# Pipelined Implementation of Dynamic Rijndael S-Box

Nilima D. Parmar
P.G. Student,
Department of EXTC
DJ Sanghvi College of Engineering

Poonam Kadam
Professor,
Department of EXTC,
DJ Sanghvi College of Engineering

### **ABSTRACT**

Pipelined architecture for S-Box is proposed in this paper. ROM based look-up table implementation of S-Box requires more memory and introduce unbreakable delay for its access. Pipelined S-Box of combinational logic based implementation gives higher throughput and less delay as compared to that of no pipelined S-Box. 5, 6 and 7 stages of pipelined architecture has been simulated using Xilinx 9.2i for SPARTAN-3 FPGA. The result from Place and Route reports shows increase in maximum clock frequency at the cost of increased number of used slices.

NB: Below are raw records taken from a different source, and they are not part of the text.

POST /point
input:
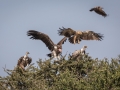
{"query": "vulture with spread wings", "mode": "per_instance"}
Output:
(99, 11)
(76, 36)
(56, 49)
(24, 61)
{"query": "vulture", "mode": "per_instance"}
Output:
(99, 11)
(76, 36)
(56, 49)
(81, 51)
(24, 61)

However the total delay calculated for the SubByte substitution for large amount of data is reduced considerably.

### Keywords

Rijndael, AES, S-Box.

# 1. INTRODUCTION

The National Institute of Standards and Technology (NIST) selected and named Rijndael as the Advanced Encryption Standard (AES) algorithm in 2001 [1]. The AES algorithm operates on a fixed block size of 128 bits taken as a 4x4 array of bytes called as state. The length of key used to encrypt this block can be 128, 192 or 256 bits. The state undergoes four transformations which are namely the AddRoundKey, SubByte, ShiftRow and MixColumn transformation [1]. Of all the transformation above, the SubByte transformation is the most computationally heavy transformation [2].

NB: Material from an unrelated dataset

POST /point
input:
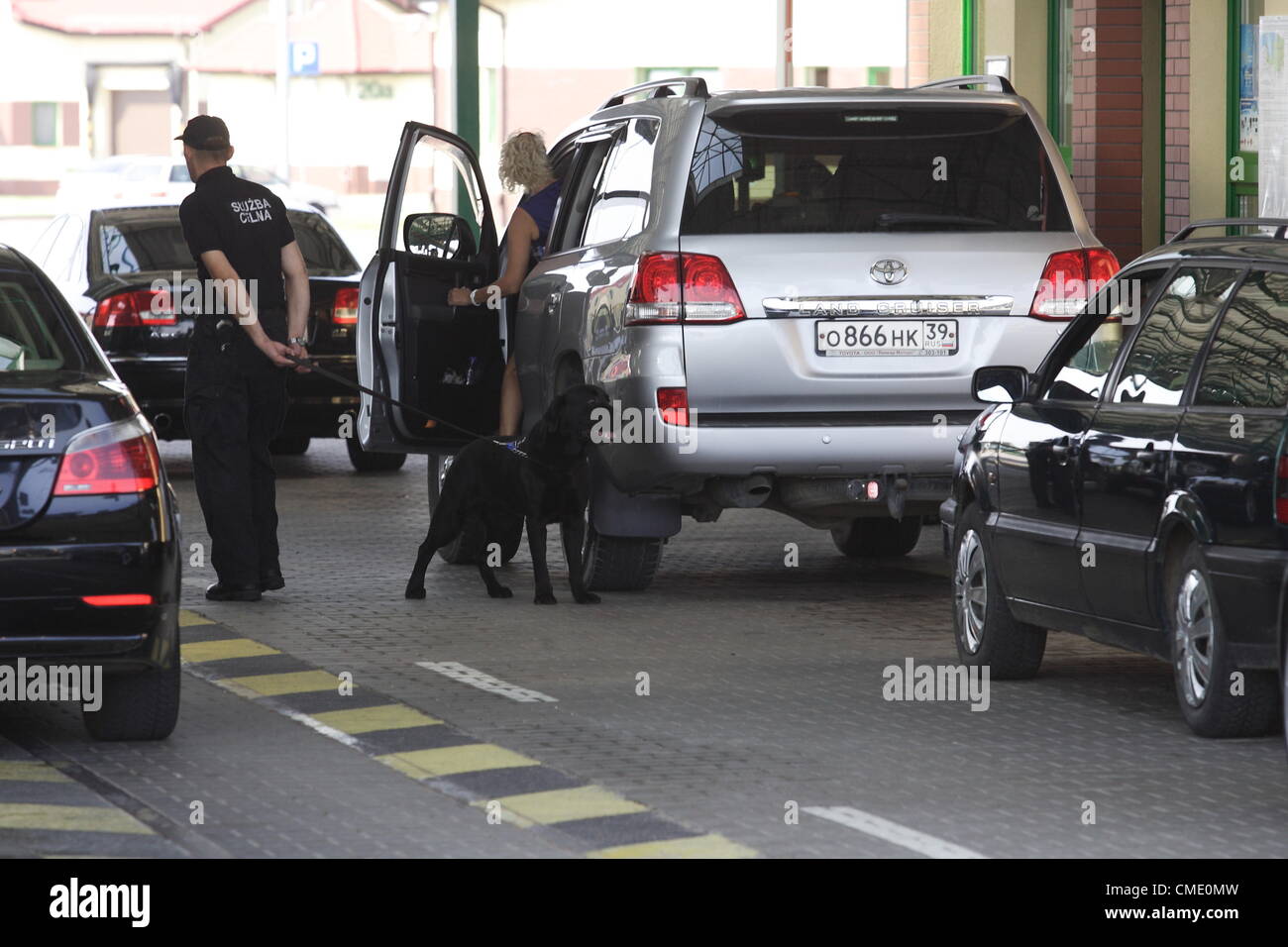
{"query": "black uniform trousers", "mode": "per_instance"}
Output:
(235, 403)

In most of the works related to AES, SubByte transformation is implemented as a ROM based look-up table which costs highly in terms of delay and memory. [2], proposed the dynamic design of S-Box. Dynamic design implies S-Box based on combinational logic. [5], has implemented a 2 stage pipelined combinational logic based S-Box. The reported results from the Place and Route report for the said architecture indicate that area occupied by this architecture is 43 slices with a maximum clock frequency of 72.155 MHz on a Spartan II XCS200-5 FPGA [5]. In this paper, S-Box as combinational logic is implemented with further increase in the number of pipeline stages and its effect on the architecture is studied. In this paper S-Box with 5, 6 and 7 stages of

pipeline has been simulated on Xilinx 9.2i ISE FPGA family of XCs200 device. From the simulated results it can be deduced that increasing the number of pipelining stages, increases the maximum clock frequency, however it increases the number of clock cycles required for computation and the area occupied also increases. However the time required to compute large amount of data decreases considerably due to parallel processing.

#### 2. SUBBYTE SUBSTITUION

The SubByte process involves Multiplicative Inversion in  $GF(2^8)$  followed by Affine Transformation (AT) [5]. The inverse SubByte process involves Inverse Affine Transformation followed by Multiplicative Inversion in  $GF(2^8)$  [5]. The multiplicative inversion module is used both in SubByte and inverse SubByte and hence both the processes can be combined together in a single architecture as shown in figure 1 below.



Fig 1: Combined SubByte and InvSubByte sharing a common multiplicative inversion module. [3]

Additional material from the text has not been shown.